Whenever I hear the opening strains of “What’s Going On,” the title song from Marvin Gaye’s incomparable 1971 album, I stop whatever I’m doing to let it (and, often, the entire record) play to completion. “What’s Going On” remains, for me (as for so many of its admirers), one of the greatest singles ever written by an American. This superlative also applies to What’s Going On as a whole, making it a notable achievement in Gaye’s long and distinguished career.
What’s Going On celebrated its 50th anniversary in 2021, although celebrate may be the wrong verb to employ when considering how little the themes, issues, and laments this album chronicles have changed during the intervening half-century.
When phrased this way, such dismal commentary strikes the wrong tenor. No, my intention is to applaud Gaye for composing such an urgent and splendid work of art, yet my attempts to ignore the gloomy thoughts that it provokes—ideas that niggle and jiggle and burrow their way through my consciousness as Gaye’s masterpiece unfolds over nine tracks—almost always fail.
These songs resonate differently now than they did before COVID-19, causing me to ask myself, the last time “What’s Going On” played over the car radio, “Can we really have made so little progress?” This same thought occurred when, later that day, I listened to the rest of the album. What’s Going On, released on 21 May 1971, offered a bracing challenge as 2021 came to a close, a provocation that refuses to diminish or disappear as 2022 reaches its midpoint: Have we travelled so far, only to find ourselves back where we started?
This pessimism is no doubt unwarranted, just a dash of pandemic fatigue marring my otherwise happy sabbatical from university teaching, so, to shake off the cloak of cynicism threatening to envelop me, I listened to What’s Going On last week after hearing the title track (yet again) while lunching at one of my favorite local eateries.

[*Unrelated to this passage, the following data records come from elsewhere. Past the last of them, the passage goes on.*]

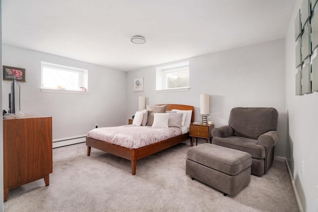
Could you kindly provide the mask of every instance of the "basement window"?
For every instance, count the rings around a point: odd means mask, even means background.
[[[42,92],[88,93],[88,71],[44,62],[41,62]]]
[[[189,90],[189,62],[157,68],[156,82],[156,92]]]

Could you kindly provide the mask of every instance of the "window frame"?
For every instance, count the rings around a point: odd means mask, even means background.
[[[188,70],[189,73],[189,86],[173,88],[167,88],[167,77],[168,73],[180,72]],[[165,81],[165,82],[163,82]],[[156,92],[165,92],[174,91],[186,91],[190,89],[190,69],[188,61],[178,63],[167,66],[158,67],[156,69]]]
[[[80,89],[70,89],[65,88],[55,88],[45,87],[43,86],[43,68],[51,68],[57,70],[67,71],[68,72],[75,72],[79,73],[79,85],[80,87],[86,88],[86,91],[82,91]],[[75,93],[75,94],[88,94],[88,70],[79,69],[75,67],[63,66],[59,64],[52,64],[45,62],[41,62],[41,91],[45,92],[63,93]]]

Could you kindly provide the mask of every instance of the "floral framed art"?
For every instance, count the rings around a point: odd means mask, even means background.
[[[3,66],[3,79],[12,80],[15,79],[20,82],[25,81],[25,69]]]
[[[143,91],[144,90],[144,77],[134,78],[134,91]]]

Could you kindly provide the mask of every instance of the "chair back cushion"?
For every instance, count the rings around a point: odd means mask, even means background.
[[[234,136],[257,140],[265,133],[276,130],[278,122],[275,108],[236,107],[231,111],[229,125]]]

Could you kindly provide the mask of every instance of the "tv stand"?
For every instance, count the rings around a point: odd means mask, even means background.
[[[53,172],[52,117],[7,115],[3,122],[3,201],[12,189]]]

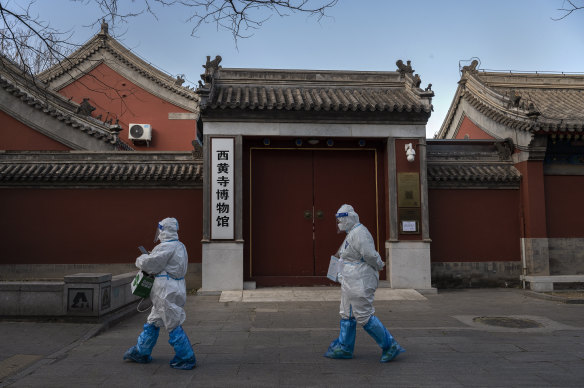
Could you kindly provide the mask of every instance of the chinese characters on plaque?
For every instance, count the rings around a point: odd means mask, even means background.
[[[211,238],[233,239],[233,170],[232,138],[211,139]]]

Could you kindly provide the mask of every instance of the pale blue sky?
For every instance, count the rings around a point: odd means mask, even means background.
[[[25,0],[11,0],[13,4]],[[87,3],[87,1],[85,1]],[[223,67],[394,71],[411,60],[436,93],[427,136],[440,129],[460,79],[459,63],[480,68],[584,72],[584,10],[560,21],[564,0],[339,0],[318,22],[295,14],[273,16],[237,47],[228,31],[207,25],[191,37],[179,9],[144,14],[114,31],[118,40],[165,72],[185,74],[196,85],[207,55]],[[88,28],[99,11],[69,0],[37,0],[33,12],[55,28],[71,30],[76,43],[98,32]]]

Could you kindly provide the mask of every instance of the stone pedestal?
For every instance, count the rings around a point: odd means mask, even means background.
[[[547,276],[550,274],[550,251],[547,238],[522,238],[525,275]]]
[[[64,280],[67,315],[99,317],[112,309],[111,273],[78,273]]]

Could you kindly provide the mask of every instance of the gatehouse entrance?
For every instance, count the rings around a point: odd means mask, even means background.
[[[250,147],[249,162],[246,277],[257,285],[330,283],[329,259],[345,237],[334,215],[344,203],[355,208],[380,251],[383,184],[376,148]]]

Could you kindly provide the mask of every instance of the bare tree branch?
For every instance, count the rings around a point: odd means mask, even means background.
[[[121,10],[120,0],[76,1],[97,4],[112,28],[144,13],[157,19],[157,7],[182,7],[189,15],[185,22],[193,25],[192,36],[202,25],[215,24],[217,29],[231,32],[236,43],[240,38],[250,37],[252,34],[246,31],[260,28],[273,14],[285,17],[289,16],[287,12],[302,13],[320,21],[338,3],[338,0],[136,0],[128,9]]]
[[[568,3],[567,6],[565,6],[564,8],[558,8],[558,11],[562,11],[564,14],[559,17],[559,18],[552,18],[552,20],[562,20],[567,18],[568,16],[570,16],[573,12],[576,12],[578,10],[584,9],[584,4],[576,4],[576,2],[574,0],[564,0],[564,4]]]

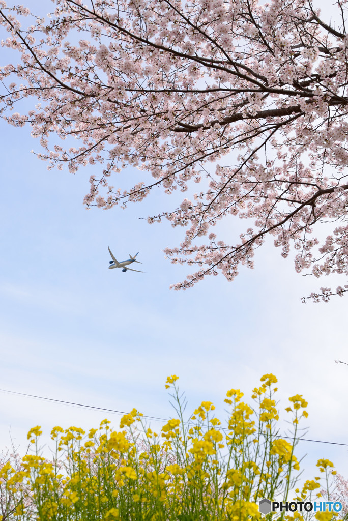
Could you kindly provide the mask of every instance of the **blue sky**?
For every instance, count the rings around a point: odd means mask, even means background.
[[[182,230],[138,219],[170,205],[170,199],[158,191],[126,210],[87,211],[82,200],[97,166],[74,176],[48,171],[30,153],[40,144],[29,128],[1,121],[0,135],[1,389],[167,418],[172,412],[164,382],[175,373],[188,411],[210,400],[222,418],[229,389],[247,395],[272,373],[281,410],[297,393],[309,402],[306,437],[348,443],[348,366],[334,363],[348,363],[347,297],[329,304],[301,301],[330,285],[327,279],[296,275],[292,259],[282,259],[270,243],[257,251],[255,268],[242,268],[233,282],[209,277],[188,291],[170,290],[189,271],[165,260],[162,250],[177,244]],[[231,220],[221,232],[235,234],[243,224]],[[108,270],[108,245],[117,258],[140,251],[145,273]],[[90,428],[108,416],[118,426],[117,415],[0,397],[2,448],[10,444],[10,432],[24,451],[27,432],[38,424],[45,442],[56,425]],[[309,475],[324,457],[346,477],[347,451],[304,442],[299,448],[308,454]]]

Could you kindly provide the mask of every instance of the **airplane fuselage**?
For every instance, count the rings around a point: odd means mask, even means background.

That experience was so unexpected that the differences are worth reporting here. This time, Marvin Gaye’s genius for songwriting and social observation came to the fore (even if the subjects What’s Going On tackles aren’t pleasant to consider). Gaye’s world was so rife with venomous racism, political sclerosis, and environmental cataclysm that he devoted his best album to narrating, in haunting terms, its perils and promise. Their eerie similarities to our present decade’s manias and malaises evoked emotions that, like a rolling tide, broke evenly toward the shores of desperation and inspiration.
Gaye expresses these melancholy paradoxes in his lyrics, yet his voice—venturing over an astonishing range of tones, tempers, and octaves—dramatizes their contradictory events and difficult feelings so well that you needn’t listen to every word to get the message: We’d better start caring for each other regardless of circumstances if we wish to experience lives worthy of the gift that living represents.

The opening number beautifully tracks Gaye’s voice as it moves from warbling falsettos to gushing baritones, sometimes in the space of a single measure, to implore its audience to “find a way / To bring some lovin’ here today.”
More notable, however, is Gaye’s lead-up to this plea, whose call for mutual understanding comes at the end of a verse that melds the personal with the political:
Mother, Mother,
There’s too many of you crying.
Brother, Brother, Brother,
There’s far too many of you dying.
You know we’ve got to find a way
To bring some lovin’ here today, yeah . . .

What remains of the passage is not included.